|Abstract:||With the ever-increasing urbanization process, systematically modeling people's activities in the urban space is being recognized as a crucial socioeconomic task. This task was nearly impossible years ago due to the lack of reliable data sources, yet the emergence of geo-tagged social media (GTSM) data sheds new light on it. Recently, there have been fruitful studies on discovering geographical topics from GTSM data. However, their high computational costs and strong distributional assumptions about the latent topics hinder them from fully unleashing the power of GTSM.

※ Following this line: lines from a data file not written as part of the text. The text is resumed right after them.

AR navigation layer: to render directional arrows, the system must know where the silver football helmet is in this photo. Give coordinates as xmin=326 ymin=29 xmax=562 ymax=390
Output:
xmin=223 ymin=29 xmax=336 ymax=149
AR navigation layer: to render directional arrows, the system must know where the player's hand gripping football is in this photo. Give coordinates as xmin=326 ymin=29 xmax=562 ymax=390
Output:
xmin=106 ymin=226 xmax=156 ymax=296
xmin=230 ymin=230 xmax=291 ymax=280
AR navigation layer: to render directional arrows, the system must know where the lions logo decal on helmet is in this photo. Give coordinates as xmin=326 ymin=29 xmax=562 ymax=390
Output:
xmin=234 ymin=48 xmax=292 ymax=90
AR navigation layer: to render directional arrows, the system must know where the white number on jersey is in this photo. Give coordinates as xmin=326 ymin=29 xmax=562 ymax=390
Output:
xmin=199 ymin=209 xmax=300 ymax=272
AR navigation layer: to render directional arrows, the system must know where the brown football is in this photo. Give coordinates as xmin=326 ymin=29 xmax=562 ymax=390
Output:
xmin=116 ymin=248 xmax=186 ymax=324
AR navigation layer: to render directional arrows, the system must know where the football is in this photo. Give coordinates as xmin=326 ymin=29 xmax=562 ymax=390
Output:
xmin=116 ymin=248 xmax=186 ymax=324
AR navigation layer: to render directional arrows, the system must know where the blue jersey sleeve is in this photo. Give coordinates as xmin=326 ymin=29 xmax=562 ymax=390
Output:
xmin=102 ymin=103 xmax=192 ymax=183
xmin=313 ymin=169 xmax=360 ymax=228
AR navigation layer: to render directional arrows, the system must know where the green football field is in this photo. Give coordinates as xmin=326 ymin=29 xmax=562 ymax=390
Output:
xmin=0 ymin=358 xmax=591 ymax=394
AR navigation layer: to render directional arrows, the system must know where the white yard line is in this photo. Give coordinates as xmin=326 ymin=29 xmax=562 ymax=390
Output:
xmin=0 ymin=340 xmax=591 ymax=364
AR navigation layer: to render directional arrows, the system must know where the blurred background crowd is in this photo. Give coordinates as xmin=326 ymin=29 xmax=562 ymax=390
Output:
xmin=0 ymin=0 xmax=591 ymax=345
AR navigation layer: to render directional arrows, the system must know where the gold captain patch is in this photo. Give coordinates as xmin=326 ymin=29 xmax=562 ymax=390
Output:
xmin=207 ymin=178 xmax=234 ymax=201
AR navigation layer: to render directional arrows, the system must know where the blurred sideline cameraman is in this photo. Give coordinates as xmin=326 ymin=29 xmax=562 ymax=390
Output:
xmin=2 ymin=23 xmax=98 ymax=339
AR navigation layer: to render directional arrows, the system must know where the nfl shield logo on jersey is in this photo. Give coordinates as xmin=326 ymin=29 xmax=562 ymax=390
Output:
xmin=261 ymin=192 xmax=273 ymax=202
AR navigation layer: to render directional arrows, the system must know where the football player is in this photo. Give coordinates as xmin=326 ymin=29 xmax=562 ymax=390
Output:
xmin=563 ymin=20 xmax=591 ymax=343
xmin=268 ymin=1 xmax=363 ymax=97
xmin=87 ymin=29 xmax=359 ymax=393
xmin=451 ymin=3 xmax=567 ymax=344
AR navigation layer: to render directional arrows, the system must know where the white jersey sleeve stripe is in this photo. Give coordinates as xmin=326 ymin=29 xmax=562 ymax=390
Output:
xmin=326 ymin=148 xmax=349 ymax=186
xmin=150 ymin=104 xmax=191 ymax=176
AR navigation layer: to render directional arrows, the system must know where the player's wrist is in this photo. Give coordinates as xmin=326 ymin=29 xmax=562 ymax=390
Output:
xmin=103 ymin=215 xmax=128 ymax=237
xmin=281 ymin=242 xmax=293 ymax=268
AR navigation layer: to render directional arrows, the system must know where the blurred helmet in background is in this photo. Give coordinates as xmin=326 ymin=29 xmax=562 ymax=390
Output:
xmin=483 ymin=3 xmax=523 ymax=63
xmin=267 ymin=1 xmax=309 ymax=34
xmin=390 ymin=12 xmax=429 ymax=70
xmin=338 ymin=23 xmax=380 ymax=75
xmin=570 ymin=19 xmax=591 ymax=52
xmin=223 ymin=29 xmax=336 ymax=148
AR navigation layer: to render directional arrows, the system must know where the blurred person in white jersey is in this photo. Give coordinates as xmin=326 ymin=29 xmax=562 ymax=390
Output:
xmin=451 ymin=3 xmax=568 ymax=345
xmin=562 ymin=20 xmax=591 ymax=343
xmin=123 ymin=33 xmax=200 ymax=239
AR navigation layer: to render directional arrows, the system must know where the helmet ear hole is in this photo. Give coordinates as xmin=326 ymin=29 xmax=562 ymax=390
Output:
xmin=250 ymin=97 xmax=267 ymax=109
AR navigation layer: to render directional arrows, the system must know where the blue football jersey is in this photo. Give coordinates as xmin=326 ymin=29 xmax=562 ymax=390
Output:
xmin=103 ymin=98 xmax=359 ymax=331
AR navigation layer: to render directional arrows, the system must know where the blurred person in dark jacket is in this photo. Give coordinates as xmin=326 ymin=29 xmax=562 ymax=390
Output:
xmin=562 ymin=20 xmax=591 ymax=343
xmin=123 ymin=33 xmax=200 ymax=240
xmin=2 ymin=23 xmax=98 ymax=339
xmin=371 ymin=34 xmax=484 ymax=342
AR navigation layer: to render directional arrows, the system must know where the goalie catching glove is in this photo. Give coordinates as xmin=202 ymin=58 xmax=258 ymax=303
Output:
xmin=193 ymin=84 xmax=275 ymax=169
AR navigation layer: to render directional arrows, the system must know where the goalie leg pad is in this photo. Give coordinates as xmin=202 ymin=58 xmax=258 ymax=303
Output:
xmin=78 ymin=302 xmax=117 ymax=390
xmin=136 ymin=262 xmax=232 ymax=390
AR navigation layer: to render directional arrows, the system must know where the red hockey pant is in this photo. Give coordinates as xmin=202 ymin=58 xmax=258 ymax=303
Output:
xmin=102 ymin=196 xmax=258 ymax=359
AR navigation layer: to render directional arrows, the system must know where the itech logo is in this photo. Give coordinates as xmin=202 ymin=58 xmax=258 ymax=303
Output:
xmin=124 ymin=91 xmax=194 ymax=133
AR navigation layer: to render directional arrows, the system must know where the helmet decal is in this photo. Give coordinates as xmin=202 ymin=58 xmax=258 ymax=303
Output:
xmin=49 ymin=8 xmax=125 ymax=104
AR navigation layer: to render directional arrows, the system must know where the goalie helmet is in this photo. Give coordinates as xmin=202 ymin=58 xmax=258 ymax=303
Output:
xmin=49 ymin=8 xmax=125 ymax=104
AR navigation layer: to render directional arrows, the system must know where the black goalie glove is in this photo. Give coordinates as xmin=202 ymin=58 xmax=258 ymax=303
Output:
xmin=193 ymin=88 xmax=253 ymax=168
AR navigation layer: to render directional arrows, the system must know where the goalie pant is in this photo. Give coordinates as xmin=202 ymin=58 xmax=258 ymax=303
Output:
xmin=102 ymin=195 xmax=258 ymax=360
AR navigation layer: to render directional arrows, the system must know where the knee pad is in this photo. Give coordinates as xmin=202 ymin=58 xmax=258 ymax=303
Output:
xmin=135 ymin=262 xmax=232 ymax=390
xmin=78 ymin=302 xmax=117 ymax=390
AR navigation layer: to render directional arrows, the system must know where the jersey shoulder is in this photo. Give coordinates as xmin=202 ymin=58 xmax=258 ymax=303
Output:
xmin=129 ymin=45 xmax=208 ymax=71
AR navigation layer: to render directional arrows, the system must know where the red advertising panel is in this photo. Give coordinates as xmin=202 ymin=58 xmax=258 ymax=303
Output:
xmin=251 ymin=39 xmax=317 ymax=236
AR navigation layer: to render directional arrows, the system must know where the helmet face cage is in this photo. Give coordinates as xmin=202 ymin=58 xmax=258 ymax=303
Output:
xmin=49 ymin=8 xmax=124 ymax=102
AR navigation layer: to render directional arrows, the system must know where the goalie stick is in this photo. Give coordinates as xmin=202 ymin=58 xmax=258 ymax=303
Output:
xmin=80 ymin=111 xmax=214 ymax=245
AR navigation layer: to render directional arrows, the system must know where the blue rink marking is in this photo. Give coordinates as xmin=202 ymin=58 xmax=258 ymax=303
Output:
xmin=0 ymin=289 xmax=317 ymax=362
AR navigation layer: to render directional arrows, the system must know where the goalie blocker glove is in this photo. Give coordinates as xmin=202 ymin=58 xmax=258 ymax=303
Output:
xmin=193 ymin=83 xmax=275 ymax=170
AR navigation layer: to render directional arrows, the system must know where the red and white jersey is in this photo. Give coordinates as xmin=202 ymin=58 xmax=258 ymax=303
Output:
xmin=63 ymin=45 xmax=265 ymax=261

To bridge the gap, we present CrossMap, a novel cross-modal representation learning method that uncovers urban dynamics with massive GTSM data. After extracting activity-related tweets by measuring the dispersion degree of each keyword, CrossMap first employs an accelerated mode seeking procedure on all the extracted activity-related tweets to detect the spatiotemporal hotspots underlying people's activities. Those detected hotspots not only address spatiotemporal variations, but also largely alleviate the data sparsity of the GTSM data. With the detected hotspots, CrossMap then jointly embeds all spatial, temporal, and textual units into the same space using two different strategies: one is reconstruction-based and the other is graph-based. Both strategies capture the correlations among the units by encoding their co-occurrence and neighborhood relationships, and learn low-dimensional representations to preserve such correlations. Our experiments show that CrossMap not only significantly outperforms state-of-the-art methods for activity recovery, but also greatly benefits downstream applications like activity classification. Further, CrossMap is capable of processing millions of GTSM records within minutes, making it suitable for monitoring large-scale GTSM streams in practice.
We also further extend our model in two ways. Firstly, we adopt a novel semi-supervised learning paradigm that leverages the activity category information to guide the embedding learning process to generate higher quality embeddings. Secondly, to overcome the existing models' incapability of dynamically accommodating the latest information in the GTSM stream, we propose a method that processes continuous GTSM streams and obtains recency-aware urban activity models on the fly, in order to reflect up-to-date urban activities.